LGTM. Can you share a script to quickly reproduce it?

here you go: d91f6dd

actually, we don't want to have this in the repo so here:

from datasets import load_dataset
from peft import LoraConfig, prepare_model_for_kbit_training, get_peft_model
from transformers import TrainingArguments
from trl import SFTTrainer
from random import randrange
import torch
from transformers import AutoTokenizer, AutoModelForCausalLM, BitsAndBytesConfig

# Load dataset from the hub
dataset = load_dataset("databricks/databricks-dolly-15k", split="train")

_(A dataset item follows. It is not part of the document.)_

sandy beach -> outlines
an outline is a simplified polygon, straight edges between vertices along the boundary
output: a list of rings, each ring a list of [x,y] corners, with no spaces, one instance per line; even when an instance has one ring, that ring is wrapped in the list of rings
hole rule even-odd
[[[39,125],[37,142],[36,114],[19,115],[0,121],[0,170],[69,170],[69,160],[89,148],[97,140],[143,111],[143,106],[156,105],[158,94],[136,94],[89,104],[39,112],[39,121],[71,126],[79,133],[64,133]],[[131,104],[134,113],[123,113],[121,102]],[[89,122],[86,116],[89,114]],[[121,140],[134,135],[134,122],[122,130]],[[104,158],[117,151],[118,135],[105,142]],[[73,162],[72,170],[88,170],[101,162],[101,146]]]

print(f"dataset size: {len(dataset)}")
print(dataset[randrange(len(dataset))])
# dataset size: 15011

def format_instruction(sample):
    return f"""### Instruction:
Use the Input below to create an instruction, which could have been used to generate the input using an LLM.

### Input:
{sample['response']}

### Response:
{sample['instruction']}
"""

use_flash_attention = True
# COMMENT IN TO USE FLASH ATTENTION
# replace attention with flash attention
if torch.cuda.get_device_capability()[0] >= 8:
    from utils.llama_patch import replace_attn_with_flash_attn
    print("Using flash attention")
    replace_attn_with_flash_attn()

# Hugging Face model id
#model_id = "NousResearch/Llama-2-70b-hf" # non-gated
model_id = "meta-llama/Llama-2-70b-hf" # gated

# BitsAndBytesConfig int-4 config
bnb_config = BitsAndBytesConfig(
    load_in_4bit=True,
    bnb_4bit_use_double_quant=True,
    bnb_4bit_quant_type="nf4",
    bnb_4bit_compute_dtype=torch.bfloat16
)

# Load model and tokenizer
model = AutoModelForCausalLM.from_pretrained(model_id, quantization_config=bnb_config, use_cache=False, device_map="auto")
model.config.pretraining_tp = 1

# Validate that the model is using flash attention, by comparing doc strings
if use_flash_attention:
    from utils.llama_patch import forward
    assert model.model.layers[0].self_attn.forward.__doc__ == forward.__doc__, "Model is not using flash attention"

tokenizer = AutoTokenizer.from_pretrained(model_id)
tokenizer.pad_token = tokenizer.eos_token
tokenizer.padding_side = "right"

# LoRA config based on QLoRA paper
peft_config = LoraConfig(
        lora_alpha=16,
        lora_dropout=0.1,
        r=64,
        bias="none",
        task_type="CAUSAL_LM",
)

args = TrainingArguments(
    output_dir="llama-70-int4-dolly",
    num_train_epochs=3,
    per_device_train_batch_size=6 if use_flash_attention else 4,
    gradient_accumulation_steps=2,
    gradient_checkpointing=True,
    optim="paged_adamw_32bit",
    logging_steps=10,
    save_strategy="epoch",
    learning_rate=2e-4,
    bf16=True,
    tf32=True,
    max_grad_norm=0.3,
    warmup_ratio=0.03,
    lr_scheduler_type="constant",
#    disable_tqdm=True # disable tqdm since with packing values are in correct
)

# prepare model for training
model = prepare_model_for_kbit_training(model)

# Upcast layer for flash attnetion
if use_flash_attention:
    from utils.llama_patch import upcast_layer_for_flash_attention
    torch_dtype = torch.bfloat16 if args.bf16 else torch.float16 if args.fp16 else torch.float32
    model = upcast_layer_for_flash_attention(model, torch_dtype)

model = get_peft_model(model, peft_config)
max_seq_length = 2048 # max sequence length for model and packing of the dataset

trainer = SFTTrainer(
    model=model,
    train_dataset=dataset,
    peft_config=peft_config,
    max_seq_length=max_seq_length,
    tokenizer=tokenizer,
    packing=True,
    formatting_func=format_instruction,
    args=args,
)

# train
trainer.train()
philschmid commented 10 months ago

Neeeded to revert this since the training for 7B became 10x worse and inference wasn't working anymore

davidmrau commented 10 months ago

For me inference with the 7B model works just the same

davidmrau commented 10 months ago

I will look into it next week when I have more time

philschmid commented 10 months ago

Yeah inference worked, was due flash attetnion being loaded. But running the example with the suggested patch from this branch results into poor performance. Will also try to see from what it is coming from if i have time.